Das Dumme ist nur, dass noch immer viele Chefs die Meinung vertreten, Alkohol am Arbeitsplatz sei grundsätzlich schädlich und stehe den Interessen der Firma entgegen. Was soll man mit diesen Vorgesetzten machen? Die eine Möglichkeit besteht darin, sie aussterben zu lassen. Aber das dauert. Die andere Möglichkeit wäre eine breit angelegte Aufklärungskampagne, um die Forschungsarbeit aus Kanada populär zu machen. Hier müsste natürlich jemand das Heft in die Hand nehmen. Und nun sagen Sie selbst, sehr geehrter Herr Penzel: Wer ist dazu besser geeignet als die Getränkeindustrie, die Brauereien, die Winzer, die Schnapsbrennereien und all die anderen Betriebe in der Alkoholbranche. Zum eigenen Nutzen natürlich, denn wenn in Deutschlands Wirtschaft mehr getrunken wird, steigen auch Ihre Geschäftszahlen wieder. Gerade vergangene Woche las ich in der Zeitung, dass die Bierbranche mit einem Rückgang um bis zu 10 Prozent rechne und in der typischen Bierkneipe sogar 15 Prozent weniger Bier ausgeschüttet werde als noch im Vorjahr. Dann die Auswirkungen des Dosenpfands! Hier mit einem frischen Marketingansatz unter Berufung auf wissenschaftliche Erkenntnisse - das wär's doch.

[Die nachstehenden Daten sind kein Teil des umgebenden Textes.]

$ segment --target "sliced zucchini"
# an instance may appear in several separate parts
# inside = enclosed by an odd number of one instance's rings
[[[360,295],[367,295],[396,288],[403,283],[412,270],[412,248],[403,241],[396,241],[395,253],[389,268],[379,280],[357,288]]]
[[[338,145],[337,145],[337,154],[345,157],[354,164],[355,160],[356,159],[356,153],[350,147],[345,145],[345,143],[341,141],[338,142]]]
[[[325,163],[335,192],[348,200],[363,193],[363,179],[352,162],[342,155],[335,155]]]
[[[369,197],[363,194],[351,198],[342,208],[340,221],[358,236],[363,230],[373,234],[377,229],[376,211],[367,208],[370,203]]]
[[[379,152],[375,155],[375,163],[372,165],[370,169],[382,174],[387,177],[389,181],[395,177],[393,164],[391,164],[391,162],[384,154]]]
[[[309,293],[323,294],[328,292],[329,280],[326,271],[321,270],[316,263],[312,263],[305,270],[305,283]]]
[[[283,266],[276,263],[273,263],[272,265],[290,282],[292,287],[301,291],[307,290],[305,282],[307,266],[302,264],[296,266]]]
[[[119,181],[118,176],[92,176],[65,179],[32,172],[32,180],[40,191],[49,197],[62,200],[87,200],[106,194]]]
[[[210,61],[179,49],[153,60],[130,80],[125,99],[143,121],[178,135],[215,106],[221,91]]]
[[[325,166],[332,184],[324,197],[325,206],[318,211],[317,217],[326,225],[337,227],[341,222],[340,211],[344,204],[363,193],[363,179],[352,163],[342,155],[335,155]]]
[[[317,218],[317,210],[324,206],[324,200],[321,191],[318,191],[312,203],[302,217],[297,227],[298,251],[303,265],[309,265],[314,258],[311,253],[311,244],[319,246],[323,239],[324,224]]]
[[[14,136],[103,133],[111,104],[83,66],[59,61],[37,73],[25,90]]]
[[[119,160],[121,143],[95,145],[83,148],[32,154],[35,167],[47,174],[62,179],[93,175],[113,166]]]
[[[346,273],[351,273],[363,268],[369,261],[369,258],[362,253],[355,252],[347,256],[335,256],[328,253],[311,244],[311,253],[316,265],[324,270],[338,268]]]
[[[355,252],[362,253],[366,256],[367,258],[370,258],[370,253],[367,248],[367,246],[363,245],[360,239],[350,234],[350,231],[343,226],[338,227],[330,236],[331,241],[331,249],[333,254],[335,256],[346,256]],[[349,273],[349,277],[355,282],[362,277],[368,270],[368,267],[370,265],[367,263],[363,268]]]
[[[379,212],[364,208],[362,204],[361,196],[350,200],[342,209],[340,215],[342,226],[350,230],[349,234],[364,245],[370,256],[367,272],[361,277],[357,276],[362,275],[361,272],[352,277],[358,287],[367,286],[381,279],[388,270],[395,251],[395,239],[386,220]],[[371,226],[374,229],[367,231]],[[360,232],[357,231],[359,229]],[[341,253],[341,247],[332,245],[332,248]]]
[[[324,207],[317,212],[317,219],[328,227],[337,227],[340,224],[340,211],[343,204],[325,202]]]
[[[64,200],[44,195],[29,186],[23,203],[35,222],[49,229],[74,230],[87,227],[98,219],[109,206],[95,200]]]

Für die Werbung der König-Brauerei könnte ich mir zum Beispiel vorstellen, den Reklame-Slogan "Heute ein König" zu ersetzen durch die Sprüche "Ab heute mach ich Karriere" oder "Ab heute bin ich Boss". Oder man dreht eine Szene von einer Betriebsfeier, auf der sich die grauen Mäuse mit deprimiertem Gesichtsausdruck an ihrem lauwarmen Glas Mineralwasser (ohne Kohlensäure) festhalten, während die braun gebrannten, gut gelaunten Erfolgsmenschen umringt von schönen Frauen ein Glas golden-prickelndes König-Pils genießen.

An dieser Stelle werden Sie sich vielleicht fragen, warum ich Ihnen das alles schreibe. Das kann ich Ihnen sagen: Aus Sorge um Deutschland. Das ist ja das Thema, das uns momentan alle schlecht schlafen lässt. Und ich denke, wenn es daran liegt, dass wir alle zu wenig trinken, dann müssen wir eben etwas dagegen tun. Und wenn die Wissenschaft feststellt, dass Alkohol in der Firma ein Erfolgsfaktor ist, dann dürfen wir diese Erkenntnis verdammt noch mal nicht länger ignorieren. Dann muss sich jeder Berufstätige eben auch mal überwinden und zum Flaschenöffner greifen. Ist schließlich für einen guten Zweck. Darum sage ich nur noch ein Wort: Prost!

Mit freundlichen Grüßen

Damian Sicking

PS: Passend übrigens zum aktuellen Thema Steuererhöhung auf Zigaretten: Derselbe kanadische Forscher hat heraus-gefunden, dass Raucher zehn Prozent weniger verdienen als ihre nikotinfreien Kollegen.